治療:仰臥位で、膝屈曲位にし、大腿四頭筋を伸張状態にする。この姿勢で内側広筋の圧痛を調べる。なお内膝蓋穴は内側広筋停止部と考えることにする。調べる圧痛は、下血海・血海。陰包など。圧痛点を術者が強圧し、強圧した状態で、膝関節の自動運動を10回速度で行わせる。その後立たせ、治療前の痛みとの違いを比較させる。軽くなっていれば、強圧した部に運動針を実施。変化ないようであれば、内側広筋上の別の圧痛を見出し、同様の施術を実施。
治療効果:本治療は最近発見し、実施したのは一例であるが、治療直後に痛みは消失してた。この患者の以前の治療は、内側の膝蓋大腿関節の間隙に置針(いわゆる局所治療)したが効果を感じなかった。
アセスメント:内側広筋の部分的筋緊張により、内側広筋が短縮して膝蓋骨内側縁を引っぱり上げた状態。これにより膝蓋骨の位置がずれ、大腿膝蓋関節の不適合に発展した。

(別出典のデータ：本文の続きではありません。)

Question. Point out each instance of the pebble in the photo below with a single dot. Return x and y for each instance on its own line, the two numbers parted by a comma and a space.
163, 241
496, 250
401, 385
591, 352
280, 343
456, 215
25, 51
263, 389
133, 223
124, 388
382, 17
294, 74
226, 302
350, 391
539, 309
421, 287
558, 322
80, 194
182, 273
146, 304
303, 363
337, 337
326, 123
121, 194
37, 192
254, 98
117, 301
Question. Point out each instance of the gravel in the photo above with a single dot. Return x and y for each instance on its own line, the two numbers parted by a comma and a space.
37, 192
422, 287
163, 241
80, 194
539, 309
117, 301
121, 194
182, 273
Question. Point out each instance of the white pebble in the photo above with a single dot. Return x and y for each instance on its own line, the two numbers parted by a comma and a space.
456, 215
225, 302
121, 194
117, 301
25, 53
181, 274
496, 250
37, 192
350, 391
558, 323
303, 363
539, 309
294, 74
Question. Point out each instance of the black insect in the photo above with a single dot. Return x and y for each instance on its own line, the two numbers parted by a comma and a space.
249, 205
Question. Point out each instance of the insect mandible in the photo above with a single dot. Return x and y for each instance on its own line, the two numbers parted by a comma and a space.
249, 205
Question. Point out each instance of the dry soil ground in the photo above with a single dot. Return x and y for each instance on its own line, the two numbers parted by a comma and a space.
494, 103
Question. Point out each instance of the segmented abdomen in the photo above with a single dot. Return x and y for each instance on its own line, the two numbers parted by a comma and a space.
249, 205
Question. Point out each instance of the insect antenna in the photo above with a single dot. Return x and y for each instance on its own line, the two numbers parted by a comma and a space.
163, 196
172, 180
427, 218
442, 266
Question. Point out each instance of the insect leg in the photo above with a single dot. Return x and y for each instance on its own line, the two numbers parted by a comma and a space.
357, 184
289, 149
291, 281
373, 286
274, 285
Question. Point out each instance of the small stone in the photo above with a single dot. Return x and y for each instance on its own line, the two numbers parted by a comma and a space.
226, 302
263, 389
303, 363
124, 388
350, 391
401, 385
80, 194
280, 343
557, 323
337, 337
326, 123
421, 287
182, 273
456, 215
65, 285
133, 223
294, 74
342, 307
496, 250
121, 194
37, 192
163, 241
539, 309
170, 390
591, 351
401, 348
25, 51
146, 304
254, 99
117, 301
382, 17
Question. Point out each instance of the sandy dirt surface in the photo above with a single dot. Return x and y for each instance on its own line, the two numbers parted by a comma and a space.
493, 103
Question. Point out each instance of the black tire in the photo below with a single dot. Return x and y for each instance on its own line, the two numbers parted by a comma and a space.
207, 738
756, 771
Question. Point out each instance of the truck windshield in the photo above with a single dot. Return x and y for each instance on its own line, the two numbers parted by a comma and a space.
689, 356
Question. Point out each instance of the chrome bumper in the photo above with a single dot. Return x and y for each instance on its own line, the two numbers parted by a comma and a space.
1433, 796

上記治療により、その逆の機序が働き、大腿膝蓋関節が適合するまでになったと推察した。
外膝蓋の圧痛の場合も、これと同じ考えが適応できるだろう
6.打撲直後に生じた膝関節外側裂隙(外隙穴)の痛み(66才、男 自験例) (追加)
2週間ほど前、自転車の運転操作を誤って左側に転倒。転倒の際、左外膝部を擦過傷を生じたが、他に症状は感じなかった。しかし翌日から、左膝を深く屈曲した時や、下腿を左右にひねった際(あぐらをかこうとして膝を曲げた際)、左膝外側の深部にひきつれ様の痛みを感ずるようになった。膝関節周囲の圧痛を調べたが、弱い圧痛を外隙穴部のみで他に圧痛は発見できなかった。この痛みは受傷後14日経ても軽減しなかった。
①外傷後に発症、②圧痛が外隙穴部にあった、③筋肉痛様ではなく、14日経っても症状は軽減しなかったことなどから、当初は外側半月板断裂を疑い、憂鬱になった。
とりあえず、左外隙へせんねん灸(強)を3壮行ってみた(透熱灸を自分でするのは部位的に困難だった)が、症状に変化なし。外膝蓋部の痛みに外側広筋への鍼灸が有効なことを思い出し、外側広筋の圧痛を探ってみると、梁丘から伏兎にかけて胃経に沿って10㎝ほど筋走行に沿って強い圧痛のあることを発見。椅坐位で、それらの圧痛点を強圧しつつ、膝屈伸運動を10回ほど行った。するとその直後から、左膝屈曲時の痛みや、左右にひねった際の痛みは半減した。このことから外隙奥に感じる痛みの真因は外側半月分損傷ではなく、外側広筋のトリガー活性であることがわかり、ほっとした次第である。また外膝蓋の痛みと外隙間の痛みは、ともに外側広筋のトリガー活性で生ずることのあることを認識した。